Dans un récent article, j’ai lu qu’il s’agissait de Vincent Grynbaum, spécialisé en propriété intellectuelle et technologies de l’information. On ne peut donc pas croire que ce soit par ignorance que cet éminent juriste [2] n’ai pas fait le choix d’un des canons du genre.

Une des leçons du logiciel libre est que la multiplication des logiciels rend leurs maintenances respectives plus difficiles que celle d’un logiciel unique, bien conçu et convenant à bien des usages. En est-il vraiment différemment en matière de droit ? Si les licences comme la GPL ne sont pas officiellement traduites, n’est-ce pas pour éviter justement de maintenir une cohérence entre différentes moutures de cette licence ?
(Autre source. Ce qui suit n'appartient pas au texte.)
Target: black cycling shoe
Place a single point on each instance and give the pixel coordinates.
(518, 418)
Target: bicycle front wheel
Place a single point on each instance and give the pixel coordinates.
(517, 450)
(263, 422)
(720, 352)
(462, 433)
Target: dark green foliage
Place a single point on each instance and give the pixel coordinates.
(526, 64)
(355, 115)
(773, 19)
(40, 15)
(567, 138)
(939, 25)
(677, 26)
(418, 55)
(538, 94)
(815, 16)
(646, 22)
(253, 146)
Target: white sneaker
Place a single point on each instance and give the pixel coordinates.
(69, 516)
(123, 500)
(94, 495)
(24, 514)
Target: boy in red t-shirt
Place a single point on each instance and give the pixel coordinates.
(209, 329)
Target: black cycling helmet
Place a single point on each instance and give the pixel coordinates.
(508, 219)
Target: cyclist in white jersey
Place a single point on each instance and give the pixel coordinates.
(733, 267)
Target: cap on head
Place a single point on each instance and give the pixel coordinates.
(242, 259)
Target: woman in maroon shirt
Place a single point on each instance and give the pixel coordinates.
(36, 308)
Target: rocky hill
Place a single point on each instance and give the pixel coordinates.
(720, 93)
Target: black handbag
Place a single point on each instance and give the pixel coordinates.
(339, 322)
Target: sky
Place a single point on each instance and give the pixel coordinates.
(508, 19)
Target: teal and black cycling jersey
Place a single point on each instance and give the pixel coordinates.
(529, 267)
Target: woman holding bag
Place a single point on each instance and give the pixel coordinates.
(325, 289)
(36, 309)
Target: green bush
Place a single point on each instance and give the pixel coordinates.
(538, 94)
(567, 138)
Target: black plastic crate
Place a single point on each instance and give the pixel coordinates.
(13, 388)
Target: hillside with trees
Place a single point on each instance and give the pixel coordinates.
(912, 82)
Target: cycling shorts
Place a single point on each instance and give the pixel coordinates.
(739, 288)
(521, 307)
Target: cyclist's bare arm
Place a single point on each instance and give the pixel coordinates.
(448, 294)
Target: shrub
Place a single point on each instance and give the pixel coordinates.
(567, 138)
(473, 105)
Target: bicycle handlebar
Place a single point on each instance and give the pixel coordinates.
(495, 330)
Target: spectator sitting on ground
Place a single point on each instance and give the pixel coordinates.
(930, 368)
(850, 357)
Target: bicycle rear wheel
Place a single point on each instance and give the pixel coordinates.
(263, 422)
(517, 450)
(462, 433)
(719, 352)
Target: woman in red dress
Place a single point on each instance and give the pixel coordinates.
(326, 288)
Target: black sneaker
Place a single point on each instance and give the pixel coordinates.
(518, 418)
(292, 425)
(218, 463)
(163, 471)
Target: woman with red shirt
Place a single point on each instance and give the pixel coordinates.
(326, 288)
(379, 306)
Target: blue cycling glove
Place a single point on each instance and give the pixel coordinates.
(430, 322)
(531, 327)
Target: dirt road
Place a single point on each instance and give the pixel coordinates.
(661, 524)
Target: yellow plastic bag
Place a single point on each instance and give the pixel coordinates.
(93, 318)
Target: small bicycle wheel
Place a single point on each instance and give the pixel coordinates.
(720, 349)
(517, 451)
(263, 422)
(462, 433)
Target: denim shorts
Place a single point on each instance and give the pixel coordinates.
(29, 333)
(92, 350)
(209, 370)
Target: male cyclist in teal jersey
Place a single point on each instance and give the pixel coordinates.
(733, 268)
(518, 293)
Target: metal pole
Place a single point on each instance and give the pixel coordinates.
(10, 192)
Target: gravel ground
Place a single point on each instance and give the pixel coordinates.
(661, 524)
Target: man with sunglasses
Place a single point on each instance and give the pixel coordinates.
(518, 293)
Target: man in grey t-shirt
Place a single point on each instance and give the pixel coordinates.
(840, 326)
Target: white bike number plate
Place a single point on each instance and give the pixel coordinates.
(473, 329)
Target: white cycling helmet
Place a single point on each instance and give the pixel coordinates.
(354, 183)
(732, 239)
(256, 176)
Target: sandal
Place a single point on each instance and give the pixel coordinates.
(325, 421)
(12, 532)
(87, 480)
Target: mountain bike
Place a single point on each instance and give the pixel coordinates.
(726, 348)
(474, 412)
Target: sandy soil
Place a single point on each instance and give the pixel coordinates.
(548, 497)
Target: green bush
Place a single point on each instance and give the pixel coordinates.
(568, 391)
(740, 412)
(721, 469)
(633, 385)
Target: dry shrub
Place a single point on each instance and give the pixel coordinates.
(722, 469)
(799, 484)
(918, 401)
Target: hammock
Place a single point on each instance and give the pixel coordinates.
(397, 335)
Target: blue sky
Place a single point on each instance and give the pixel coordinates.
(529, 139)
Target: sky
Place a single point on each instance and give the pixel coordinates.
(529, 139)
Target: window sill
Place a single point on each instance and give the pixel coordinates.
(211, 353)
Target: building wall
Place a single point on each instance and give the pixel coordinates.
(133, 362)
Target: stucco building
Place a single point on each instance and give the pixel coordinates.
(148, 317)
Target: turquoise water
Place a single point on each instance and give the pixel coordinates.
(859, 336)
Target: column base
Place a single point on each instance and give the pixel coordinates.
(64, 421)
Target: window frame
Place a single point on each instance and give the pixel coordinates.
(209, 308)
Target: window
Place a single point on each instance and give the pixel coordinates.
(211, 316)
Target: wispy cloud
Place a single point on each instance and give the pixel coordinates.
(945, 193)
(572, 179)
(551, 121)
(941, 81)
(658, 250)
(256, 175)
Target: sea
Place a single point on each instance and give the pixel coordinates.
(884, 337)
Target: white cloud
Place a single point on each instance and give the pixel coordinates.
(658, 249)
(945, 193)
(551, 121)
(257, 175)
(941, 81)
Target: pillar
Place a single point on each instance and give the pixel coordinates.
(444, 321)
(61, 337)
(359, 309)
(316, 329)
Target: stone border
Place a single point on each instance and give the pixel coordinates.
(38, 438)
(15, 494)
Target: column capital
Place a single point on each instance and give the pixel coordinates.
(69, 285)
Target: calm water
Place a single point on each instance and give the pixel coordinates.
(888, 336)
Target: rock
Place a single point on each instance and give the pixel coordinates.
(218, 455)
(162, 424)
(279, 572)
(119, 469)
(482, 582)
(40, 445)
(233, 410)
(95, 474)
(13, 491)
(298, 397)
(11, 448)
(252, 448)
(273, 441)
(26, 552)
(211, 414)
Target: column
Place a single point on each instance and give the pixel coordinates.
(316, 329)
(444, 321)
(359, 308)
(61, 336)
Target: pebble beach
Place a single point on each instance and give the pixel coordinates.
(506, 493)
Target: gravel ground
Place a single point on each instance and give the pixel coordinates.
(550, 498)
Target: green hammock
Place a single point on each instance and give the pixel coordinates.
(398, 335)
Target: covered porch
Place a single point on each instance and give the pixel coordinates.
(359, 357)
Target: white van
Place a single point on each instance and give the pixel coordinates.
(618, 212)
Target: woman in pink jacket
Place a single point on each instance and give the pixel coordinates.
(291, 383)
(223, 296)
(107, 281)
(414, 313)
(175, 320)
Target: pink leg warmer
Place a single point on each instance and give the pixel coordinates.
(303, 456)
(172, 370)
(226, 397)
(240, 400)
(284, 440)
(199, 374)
Une chose est sûre : certaines personnes auront toujours besoin de juristes spécialisés en propriété intellectuelle pour assurer la maintenance de leur licence, ce dont ils se seraient passé s’il avaient opté pour une licence plus standard.... On parle souvent de « réinventer la roue », en des termes péjoratifs.

Qui veut tirer la couverture à lui : l’expert en propriété intellectuelle ou l’association qui gère de manière exclusive la liberté des documents [3] ?

[1liste rapidement tirée de l’annauire DMOZ : à la rubrique ’’Computers > Open Source > Open Content > Licenses’’

[3Comme moi, vous aurez apprécié le paradoxe...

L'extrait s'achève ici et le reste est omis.